Overall, the study concludes that difference in the efficiency scores of these different categories is not statistically significant and performance of the nationalized and private sector banks has been robust with average OTE score of more than 90 per cent during the post global financial crisis period. The results obtained from the study are in close conformity with the previous studies. Kumar and Charles (2012) in their article conclude that the performance of PSBs is at par with the private sector banks in terms of efficiency. Dwivedi and Charyulu (2011) in their study state that banks across different categories have performed equally well.

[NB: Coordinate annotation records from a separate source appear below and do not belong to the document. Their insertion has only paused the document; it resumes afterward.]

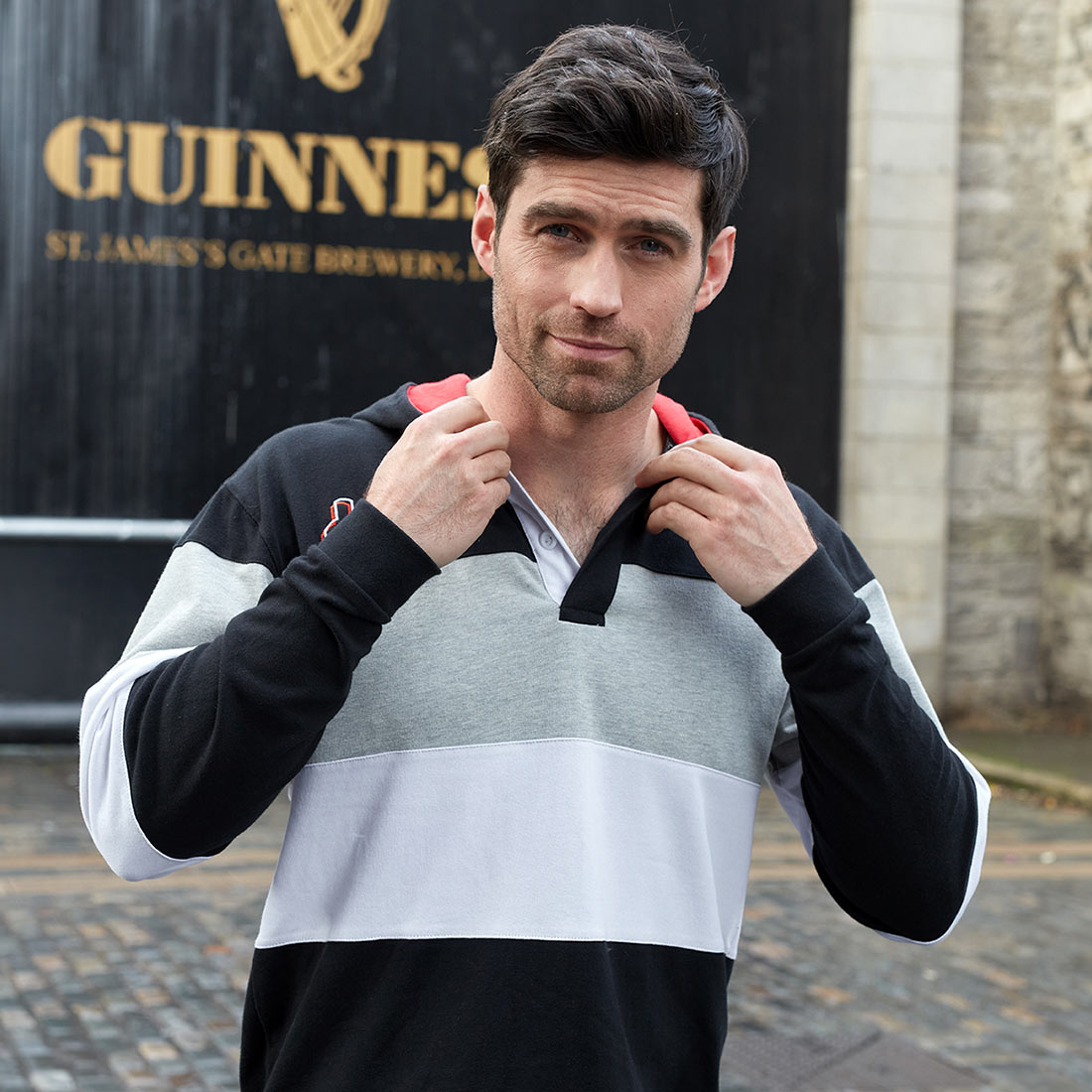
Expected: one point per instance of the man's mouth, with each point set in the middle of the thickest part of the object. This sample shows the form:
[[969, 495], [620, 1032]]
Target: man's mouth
[[588, 347]]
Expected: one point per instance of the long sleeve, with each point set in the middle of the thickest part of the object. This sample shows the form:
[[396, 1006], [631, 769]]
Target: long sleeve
[[892, 815], [232, 673]]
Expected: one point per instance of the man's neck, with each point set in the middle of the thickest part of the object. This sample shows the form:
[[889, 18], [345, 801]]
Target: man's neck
[[578, 468]]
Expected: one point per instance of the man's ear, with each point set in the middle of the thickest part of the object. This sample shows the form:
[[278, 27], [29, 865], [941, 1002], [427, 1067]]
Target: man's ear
[[718, 268], [483, 229]]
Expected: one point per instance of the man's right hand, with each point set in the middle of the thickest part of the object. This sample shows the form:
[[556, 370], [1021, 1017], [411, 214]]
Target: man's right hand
[[445, 478]]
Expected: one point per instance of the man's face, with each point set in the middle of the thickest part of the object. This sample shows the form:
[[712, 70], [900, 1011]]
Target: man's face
[[598, 272]]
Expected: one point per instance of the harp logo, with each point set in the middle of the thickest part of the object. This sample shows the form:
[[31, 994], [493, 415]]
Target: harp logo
[[321, 44]]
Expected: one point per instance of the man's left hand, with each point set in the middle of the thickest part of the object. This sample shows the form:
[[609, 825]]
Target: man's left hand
[[733, 506]]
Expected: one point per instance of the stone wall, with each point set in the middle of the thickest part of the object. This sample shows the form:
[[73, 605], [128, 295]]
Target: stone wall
[[898, 284], [1002, 356], [1020, 554], [1068, 600]]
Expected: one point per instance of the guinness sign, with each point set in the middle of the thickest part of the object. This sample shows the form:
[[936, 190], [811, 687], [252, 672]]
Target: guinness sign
[[323, 46], [226, 218]]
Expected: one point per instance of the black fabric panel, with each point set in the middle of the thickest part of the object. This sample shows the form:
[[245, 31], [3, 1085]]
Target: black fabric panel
[[503, 534], [845, 556], [483, 1016], [593, 589], [213, 735]]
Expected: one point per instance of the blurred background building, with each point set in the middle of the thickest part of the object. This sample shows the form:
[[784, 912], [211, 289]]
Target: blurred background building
[[218, 220]]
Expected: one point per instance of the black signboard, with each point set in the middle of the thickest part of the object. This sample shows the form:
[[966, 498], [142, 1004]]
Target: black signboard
[[219, 219]]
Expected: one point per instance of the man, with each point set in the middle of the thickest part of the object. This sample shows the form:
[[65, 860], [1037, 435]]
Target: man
[[526, 688]]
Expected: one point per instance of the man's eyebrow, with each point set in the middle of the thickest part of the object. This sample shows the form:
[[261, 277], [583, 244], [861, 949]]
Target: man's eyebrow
[[558, 210], [667, 228]]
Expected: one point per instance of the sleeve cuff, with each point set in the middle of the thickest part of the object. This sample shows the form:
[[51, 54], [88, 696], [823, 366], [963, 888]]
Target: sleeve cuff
[[807, 607], [378, 556]]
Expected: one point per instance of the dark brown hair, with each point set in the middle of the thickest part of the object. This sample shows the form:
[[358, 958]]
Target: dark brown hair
[[621, 90]]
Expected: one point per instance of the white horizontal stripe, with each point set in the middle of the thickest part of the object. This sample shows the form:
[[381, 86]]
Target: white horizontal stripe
[[552, 840]]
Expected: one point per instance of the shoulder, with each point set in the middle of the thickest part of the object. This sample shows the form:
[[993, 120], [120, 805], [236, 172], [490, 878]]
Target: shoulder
[[840, 548], [285, 494]]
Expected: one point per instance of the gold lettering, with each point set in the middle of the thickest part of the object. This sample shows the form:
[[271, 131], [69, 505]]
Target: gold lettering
[[385, 262], [474, 272], [240, 254], [221, 168], [476, 173], [299, 258], [62, 159], [326, 258], [411, 192], [188, 251], [57, 247], [148, 154], [215, 253], [270, 151], [62, 244], [150, 253], [436, 179], [367, 178]]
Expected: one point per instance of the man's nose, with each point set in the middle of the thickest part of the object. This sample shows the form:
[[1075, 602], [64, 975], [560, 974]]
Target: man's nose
[[597, 285]]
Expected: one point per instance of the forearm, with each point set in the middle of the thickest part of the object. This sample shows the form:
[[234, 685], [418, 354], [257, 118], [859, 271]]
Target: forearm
[[894, 811], [211, 735]]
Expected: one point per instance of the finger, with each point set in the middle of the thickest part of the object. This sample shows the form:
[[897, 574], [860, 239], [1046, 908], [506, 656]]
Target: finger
[[675, 515], [486, 436], [689, 493], [688, 463], [457, 415], [491, 466]]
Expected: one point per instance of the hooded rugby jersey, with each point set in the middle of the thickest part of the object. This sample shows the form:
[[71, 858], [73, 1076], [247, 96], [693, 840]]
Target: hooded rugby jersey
[[520, 830]]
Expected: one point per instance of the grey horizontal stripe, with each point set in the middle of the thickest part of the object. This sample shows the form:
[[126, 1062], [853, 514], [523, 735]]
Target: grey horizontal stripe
[[479, 656], [90, 530]]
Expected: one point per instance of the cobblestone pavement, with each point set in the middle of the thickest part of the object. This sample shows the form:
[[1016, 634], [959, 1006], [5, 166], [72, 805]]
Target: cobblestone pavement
[[108, 986]]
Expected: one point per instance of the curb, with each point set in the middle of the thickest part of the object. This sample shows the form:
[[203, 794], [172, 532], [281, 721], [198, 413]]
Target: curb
[[1036, 781]]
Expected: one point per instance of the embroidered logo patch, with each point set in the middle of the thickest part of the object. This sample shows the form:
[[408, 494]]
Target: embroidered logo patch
[[339, 510]]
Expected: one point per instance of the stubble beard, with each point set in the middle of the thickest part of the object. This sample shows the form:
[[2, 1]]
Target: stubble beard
[[583, 386]]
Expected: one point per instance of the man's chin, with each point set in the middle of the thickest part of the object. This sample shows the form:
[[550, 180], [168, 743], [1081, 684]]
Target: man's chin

Gulati (2011) in her study reports that ownership structure has a weak effect on the performance of banks as the efficiency differences between the public and private sector banks are not statistically significant. With liberalization of the banking sector, PSBs have witnessed gradual reduction in government control and a fresh orientation towards improved profitability thus making them more competitive. Moreover, factors such as stringent RBI norms, adoption of improved risk management practices, superior role of information technology, focus on improved customer service quality, etc. have ensured a satisfactory performance for Indian banks successfully withstanding the crisis.
The results of this study can be further investigated by expanding the magnitude of inputs and outputs. Also the study can be carried out over a longer period of time and can incorporate returns to scale and Malmquist indices of total factor productivity change (TFP).